I did cook some sweet potatoes - boiled the other day but forgot they were boiling till the well ran dry and they have turned out edible but very soggy - must try not to be forgetful when the gas stove is on [using a small camp one atm - that is another story - so it don’t take long for da gas to degas!]

coffee - always start the day with a black one with sweeteners only. My son buys them in bulk supplies and then flashes a few over to me! - use in any kind of coffee preparation mode - but being poor and simple I just jack a tablespoon into a large mug and pour on boiling water add sweetners to taste and allow to settle - you do get a sludge eventually in the bottom. I dropped in the OAP centre the other day for breakie - and had one of theirs - yuk and a coffee out of a jar yuk see wot I mean - the breakie was bacon - scrabbled egg [tasteless] ; fried tomato -can’t spoil that heh!] the rest was just mush I think - cannot stand Butlins style meals!!
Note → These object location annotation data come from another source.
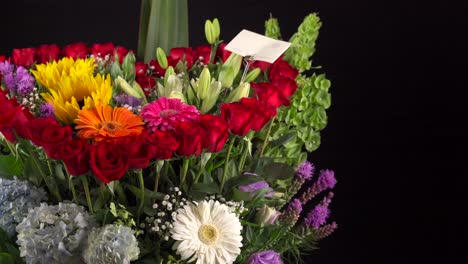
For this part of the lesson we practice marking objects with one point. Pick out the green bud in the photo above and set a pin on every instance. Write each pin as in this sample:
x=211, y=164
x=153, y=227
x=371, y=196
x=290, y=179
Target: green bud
x=128, y=67
x=210, y=37
x=266, y=215
x=252, y=75
x=203, y=84
x=162, y=59
x=230, y=69
x=240, y=92
x=212, y=98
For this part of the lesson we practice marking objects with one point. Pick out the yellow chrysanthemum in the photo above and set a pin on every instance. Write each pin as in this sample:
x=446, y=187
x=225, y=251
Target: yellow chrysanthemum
x=72, y=86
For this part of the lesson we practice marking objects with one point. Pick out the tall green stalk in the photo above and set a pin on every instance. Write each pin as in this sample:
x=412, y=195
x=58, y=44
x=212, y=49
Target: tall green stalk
x=163, y=23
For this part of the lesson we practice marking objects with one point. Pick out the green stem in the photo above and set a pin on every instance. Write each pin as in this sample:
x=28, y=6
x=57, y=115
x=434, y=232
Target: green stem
x=226, y=162
x=244, y=157
x=141, y=203
x=265, y=143
x=84, y=180
x=184, y=171
x=71, y=185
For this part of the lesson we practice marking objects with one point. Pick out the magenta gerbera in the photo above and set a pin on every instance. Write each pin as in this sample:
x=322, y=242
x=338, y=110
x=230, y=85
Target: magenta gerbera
x=164, y=112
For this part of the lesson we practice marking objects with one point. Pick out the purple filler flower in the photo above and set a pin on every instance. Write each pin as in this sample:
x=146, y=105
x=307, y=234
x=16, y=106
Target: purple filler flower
x=305, y=170
x=253, y=187
x=264, y=257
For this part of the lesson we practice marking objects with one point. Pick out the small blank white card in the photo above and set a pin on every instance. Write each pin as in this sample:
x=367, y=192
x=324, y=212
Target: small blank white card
x=248, y=43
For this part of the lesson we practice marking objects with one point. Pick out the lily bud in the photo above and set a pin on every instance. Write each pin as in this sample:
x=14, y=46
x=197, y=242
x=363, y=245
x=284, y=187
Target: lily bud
x=203, y=84
x=252, y=75
x=161, y=57
x=229, y=70
x=212, y=98
x=128, y=67
x=240, y=92
x=266, y=215
x=127, y=88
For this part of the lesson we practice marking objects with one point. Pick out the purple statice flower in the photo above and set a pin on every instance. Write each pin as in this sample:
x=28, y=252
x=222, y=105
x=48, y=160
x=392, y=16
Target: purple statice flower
x=265, y=257
x=47, y=110
x=292, y=212
x=326, y=231
x=326, y=180
x=253, y=187
x=318, y=216
x=305, y=171
x=24, y=81
x=125, y=99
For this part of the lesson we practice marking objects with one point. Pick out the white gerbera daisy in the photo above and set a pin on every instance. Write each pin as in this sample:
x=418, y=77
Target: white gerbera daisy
x=207, y=232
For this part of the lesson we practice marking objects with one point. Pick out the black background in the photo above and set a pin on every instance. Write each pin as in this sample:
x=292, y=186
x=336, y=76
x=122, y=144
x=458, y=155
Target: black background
x=396, y=135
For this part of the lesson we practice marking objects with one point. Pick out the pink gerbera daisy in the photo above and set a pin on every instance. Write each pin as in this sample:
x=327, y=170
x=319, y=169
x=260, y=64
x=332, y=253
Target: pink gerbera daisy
x=164, y=112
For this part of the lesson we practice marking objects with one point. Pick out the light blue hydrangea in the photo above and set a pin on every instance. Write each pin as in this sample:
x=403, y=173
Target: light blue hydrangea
x=54, y=234
x=16, y=197
x=111, y=244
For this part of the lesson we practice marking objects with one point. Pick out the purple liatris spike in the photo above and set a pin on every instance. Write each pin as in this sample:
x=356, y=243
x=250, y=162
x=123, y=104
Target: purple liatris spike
x=292, y=212
x=326, y=180
x=47, y=110
x=305, y=170
x=326, y=230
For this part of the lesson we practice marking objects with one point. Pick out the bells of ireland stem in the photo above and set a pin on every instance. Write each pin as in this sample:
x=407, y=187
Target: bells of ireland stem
x=161, y=57
x=212, y=31
x=128, y=67
x=266, y=215
x=240, y=92
x=229, y=70
x=212, y=98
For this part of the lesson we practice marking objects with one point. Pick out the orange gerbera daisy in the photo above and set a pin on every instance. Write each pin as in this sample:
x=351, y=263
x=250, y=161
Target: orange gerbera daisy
x=107, y=123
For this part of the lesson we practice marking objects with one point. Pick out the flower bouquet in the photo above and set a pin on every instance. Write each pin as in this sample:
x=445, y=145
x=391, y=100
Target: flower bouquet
x=196, y=156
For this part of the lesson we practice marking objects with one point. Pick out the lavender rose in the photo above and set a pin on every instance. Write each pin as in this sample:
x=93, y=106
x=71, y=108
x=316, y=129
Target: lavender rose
x=265, y=257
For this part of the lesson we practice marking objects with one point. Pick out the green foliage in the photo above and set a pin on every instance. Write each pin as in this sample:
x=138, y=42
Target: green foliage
x=303, y=43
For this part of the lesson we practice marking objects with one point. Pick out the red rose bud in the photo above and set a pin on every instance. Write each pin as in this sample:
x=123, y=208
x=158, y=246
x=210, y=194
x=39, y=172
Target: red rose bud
x=216, y=132
x=47, y=132
x=47, y=53
x=203, y=54
x=238, y=117
x=75, y=155
x=190, y=137
x=24, y=57
x=13, y=118
x=77, y=50
x=101, y=50
x=121, y=52
x=280, y=68
x=177, y=54
x=108, y=161
x=164, y=144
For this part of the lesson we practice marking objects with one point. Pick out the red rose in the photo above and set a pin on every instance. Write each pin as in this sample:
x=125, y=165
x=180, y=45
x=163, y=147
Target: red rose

  1. A meal for half a week!! - minced turkey lightly fried with cooke prawns added in the wok

  2. add de-frosted mixed vegies after turkey fully cooked - continue mixing with turkey and prawns

  3. prepare dried noodles by soaking in boiled water then sieved in colinder and added to above and slowly mixed in large wok

  4. add favorite spices to suit

store surplus in sealed receptacle in fridge

1 Like

Sounds tasty!

Cheapo pea and ham soup

I use one can of Asda Smartprice mushy peas , one decent quality ham stock cube and seasoning.

Simply add the peas to a small saucepan, add the stock with your desired seasoning and give it a quick blitz with a stick blender as it heats.

The trick is adding the right amount off stock, much depends on personal preference, I don’t like my pea and ham soup to be too runny.

that sounds interesting and will eventually give it a try - here’s something similar but with rice that I saw in the guardian paper on line:

Rice dishes alone that will amaze you!


Yeah… thanks gumbud!
Those rice balls look interesting :+1:


Really enjoying this thread, lots of new things.

I enjoy cooking, however now I am on a low potassium diet I am having to ditch a lot of my favourites and learn new ones.

That sounds like a bit of a minefield swimfeeders.
This may be a silly question but how do you acertain how much potassium is in a meal, do you have to take each and every ingredient into consideration and do a Google before totting it all up?